Why I Hate Schnucks
One of my most distressing errands is when I am dispatched by the wife to the Schnucks supermarket on Union Avenue. Why is there still some sort of snob appeal going on with this rank, inferior deployer of edible goods? Try at any time to drive into the postage stamp-size parking lot and see if you are not met by someone driving out the wrong way. Go inside and the first thing you will hear is the overly loud talking (and usually complaining) of the employees, none of whom seems to actually be from Memphis, especially those strange, misshapen white ones. Where do they import them from? The Deliverance equivalent of the white trash Yankee north? God forfend if you should ask a question because no telling what type of speech impediment you will get in return.
I have been at Schnucks at just about every hour of the day or night and I have yet to see the aisles cleared of boxes being opened and goods being stocked. Being blocked in is a way of life at Schnucks. This morning I was hemmed in by three different ladies with their baskets all jammed in one intersection, daring anyone to speak to them, and damned if they would move their baskets. I myself, as a form of urban protest, refused to budge. Finally they untangled themselves, no word of apology was spoken, and Tom Graves, the Colossus of Cowden Avenue with black smoke curling above his head, went about his grocering.
The old white ladies are the ones who make me want to relive a Sam Peckinpah slow motion death swath. I have noticed that with old age myopia apparently is a given because old white ladies can never see anything except what they WANT to see. Leggo my Eggos is on their mind -- forget that they are blocking ten other shoppers as they dig through the frozen foods for the package that is most perfect or might have a penny less on the sticker price.
The check out. Why is it that the card machine never has a diagram showing you how to swipe the card? Why is it that women NEVER get out their checkbook until all the groceries are rung up and the line stretches back to the deli? Why is it the gay guys always look so damn happy in that store? Have they found a grocery the rest of us are not aware of -- something in the cucumber family perhaps? (Not that there's anything wrong with it.)
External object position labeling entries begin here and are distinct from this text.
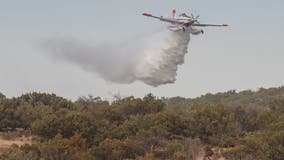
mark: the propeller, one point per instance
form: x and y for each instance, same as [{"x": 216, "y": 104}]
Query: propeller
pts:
[{"x": 195, "y": 18}]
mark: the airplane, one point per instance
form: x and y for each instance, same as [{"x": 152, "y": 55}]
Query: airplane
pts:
[{"x": 184, "y": 22}]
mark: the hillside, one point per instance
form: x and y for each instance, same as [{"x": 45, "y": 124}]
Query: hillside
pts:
[
  {"x": 233, "y": 125},
  {"x": 247, "y": 98}
]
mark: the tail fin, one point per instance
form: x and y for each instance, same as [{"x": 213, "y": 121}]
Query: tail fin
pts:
[{"x": 174, "y": 13}]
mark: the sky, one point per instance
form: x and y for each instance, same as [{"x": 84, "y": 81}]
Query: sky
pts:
[{"x": 247, "y": 55}]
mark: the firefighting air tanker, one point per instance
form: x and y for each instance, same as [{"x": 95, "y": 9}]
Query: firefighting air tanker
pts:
[{"x": 184, "y": 22}]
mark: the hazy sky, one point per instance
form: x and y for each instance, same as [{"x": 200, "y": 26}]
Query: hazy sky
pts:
[{"x": 247, "y": 55}]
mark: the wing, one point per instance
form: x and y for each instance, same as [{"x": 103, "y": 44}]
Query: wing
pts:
[
  {"x": 169, "y": 20},
  {"x": 210, "y": 25}
]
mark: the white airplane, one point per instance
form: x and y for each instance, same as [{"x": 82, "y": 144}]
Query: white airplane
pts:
[{"x": 184, "y": 22}]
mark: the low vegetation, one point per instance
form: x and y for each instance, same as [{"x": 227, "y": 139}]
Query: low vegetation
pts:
[{"x": 246, "y": 125}]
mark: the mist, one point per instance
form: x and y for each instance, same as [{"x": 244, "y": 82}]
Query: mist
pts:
[{"x": 153, "y": 59}]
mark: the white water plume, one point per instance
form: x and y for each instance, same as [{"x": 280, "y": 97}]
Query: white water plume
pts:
[{"x": 153, "y": 60}]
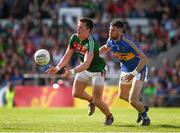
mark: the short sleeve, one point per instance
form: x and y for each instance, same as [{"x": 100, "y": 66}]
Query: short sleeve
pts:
[
  {"x": 71, "y": 40},
  {"x": 109, "y": 43}
]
I would go to the Piggly Wiggly but I would have to share the store with every single midtown derelict and welfare cheat, and contend with the stockyard smell and third world look of the place. I take that back. That is insulting to third world markets. Piggly Wiggly, in case no one has noticed, is even more expensive than Schnucks. Forty bucks will buy you a box of Triscuits, a loaf of generic bread, a bucket of gizzards (they have a section all their own), and that's about it.
The next closest store is the Kroger Poplar Plaza, home to all the purse snatchers who have been run out of Hickory Hill. One good thing about Kroger is that there is no way you will not know about each and every bargain. The clientele there is sure to be discussing each and every one as you glide down the aisle. You couldn't miss a word if you had air traffic ear protectors on.
Now, Aldi, there is a supermarket. But it is in Cordova, the sixth circle of hell. The traffic out there is like the Schnucks parking lot on a Jumbotron scale. But my, oh my, what fifty bucks will buy you there.